In the decades prior to 1212, the Reconquest had come to a halt. The Almohads, battle by battle, advanced to the greatest extent of Muslim domination in the Peninsula in centuries. In 1211, the Caliph himself crossed the Straits of Gibraltar with tens of thousands of his soldiers. 1212 would be the year that would decide if the Spains would ever be completely Christian once again.
Earlier in 1212, the King of Castille had sent an embassy to Pope Innocent III asking for a special Bull granting the privileges of Crusade to those warriors from all over Christendom who would go to Spain to aid a struggle that was common to all - a request granted by the Pope. In fact, in the Eternal City itself, the Wednesday following the Sunday of the Most Holy Trinity in 1212 was dedicated to public penance, prayers and processions led by the Pontiff himself for the success of Christian troops in Spain.

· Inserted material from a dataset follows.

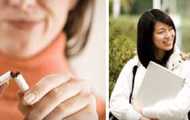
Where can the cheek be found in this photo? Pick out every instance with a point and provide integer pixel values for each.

The armies of Christian kingdoms in the Spains (Castille, Portugal, Navarre, Aragon), as well as volunteers from Leon and from all Christendom, particularly France, met the Almohad forces on Monday, July 16, 1212, in sweltering fields and hills of the Sierra Morena not far from Jaén: it would be the Battle of Las Navas de Tolosa, won by Christian forces.
Muslim forces in Spain would be in permanent retreat, soon limited to the Emirate of Granada, itself finally conquered in the fateful year of 1492, well after the first Iberian seafarers had left the European mainland with a crusading spirit that would conquer half the world and take the faith of the Church of Rome to previously unknown or unreachable lands and peoples.